Then there’s the polarizing question of presentation. Last weekend, I went to my coworker Shannon’s place and he showed me a League of Legends match. I hadn’t ever seen any competitive League of Legends before, and I think 90% of the questions I asked over that match were about the insane spectator interface they use.
The League of Legends spectator interface reminds me of staring at a Bloomberg terminal, and I mean this in a backhanded compliment way. I think LoL’s spectator mode does serve a purpose as being a capturable snapshot of everything that is happening in the game at that point in time. You see every statistic, every item, every cooldown on that screen, so regardless of where the camera is, you have a complete picture of what’s going on on the battlefield, and that can be a huge tool for people who are interested in dissecting the minutia of the match. It’s a shitty way to casually watch a game though, because you’re overloaded with info, and you probably don’t care about most of it. Riot Games realized they were a bit over the top, so they announced a new broadcast-friendly spectator mode a few months ago. It’s definitely a lot more aesthetically pleasing, and packs a lot more information into a smaller area, so it’s a good step in the right direction.

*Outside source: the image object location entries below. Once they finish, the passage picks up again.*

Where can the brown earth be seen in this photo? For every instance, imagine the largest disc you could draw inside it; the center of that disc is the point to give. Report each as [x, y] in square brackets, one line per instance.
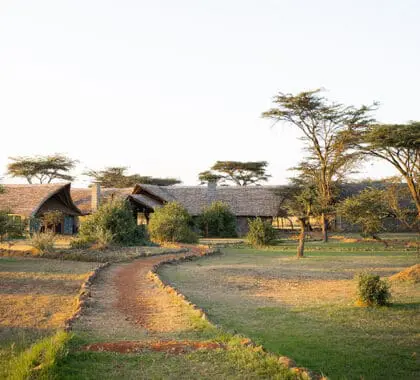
[127, 306]
[171, 347]
[410, 274]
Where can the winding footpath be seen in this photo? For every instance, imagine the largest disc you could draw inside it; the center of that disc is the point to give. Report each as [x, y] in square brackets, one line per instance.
[127, 306]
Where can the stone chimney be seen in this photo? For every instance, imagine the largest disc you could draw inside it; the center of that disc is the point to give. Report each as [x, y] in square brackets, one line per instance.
[211, 191]
[96, 196]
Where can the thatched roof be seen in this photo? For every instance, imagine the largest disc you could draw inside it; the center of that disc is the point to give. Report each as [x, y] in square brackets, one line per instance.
[146, 201]
[243, 201]
[83, 197]
[27, 200]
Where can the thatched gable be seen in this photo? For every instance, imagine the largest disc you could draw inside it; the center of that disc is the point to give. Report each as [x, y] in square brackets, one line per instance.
[243, 201]
[32, 200]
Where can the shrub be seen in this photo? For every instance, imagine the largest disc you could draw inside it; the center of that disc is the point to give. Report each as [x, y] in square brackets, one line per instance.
[40, 360]
[10, 226]
[260, 233]
[80, 243]
[115, 217]
[171, 223]
[372, 290]
[103, 238]
[217, 221]
[43, 241]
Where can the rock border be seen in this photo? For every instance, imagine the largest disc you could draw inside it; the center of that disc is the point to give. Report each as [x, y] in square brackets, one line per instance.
[204, 251]
[84, 294]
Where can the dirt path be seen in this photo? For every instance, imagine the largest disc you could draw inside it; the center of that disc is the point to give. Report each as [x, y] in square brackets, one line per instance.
[126, 305]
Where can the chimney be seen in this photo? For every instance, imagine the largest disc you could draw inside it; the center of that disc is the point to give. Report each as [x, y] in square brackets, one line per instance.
[211, 191]
[96, 196]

But even the improved LoL spectator interface has the issue that if you’re watching for the first time, you’re unlikely to understand what any of the stats on that sidebar means. This is where I really appreciate the custom spectator interface Blizzard made for the Heroes of the Dorm tournament, which aired on ESPN2. Blizzard decided that the traditional MOBA formula was too inaccessible for new players, so they streamlined game systems a lot when developing Heroes of the Storm. This means their game is not only simpler to explain to new players or viewers, but it’s much simpler to pack the things you need to know into a broadcast-friendly interface. HotS also has the advantage of having multiple maps with different secondary objectives, so there is an opportunity for them to remind viewers of those secondary objectives when introducing the map to be played. Other MOBAs don’t have this luxury as they’re always played on the same map and it would be downright patronizing to hardcore players if they repeated the secondary objectives on the map every single game.
Broadcasting e-sports on television really is an interesting set of constraints to work against, and while there sadly doesn’t seem to be a one size fits all solution, it’s a cool problem to think about from time to time.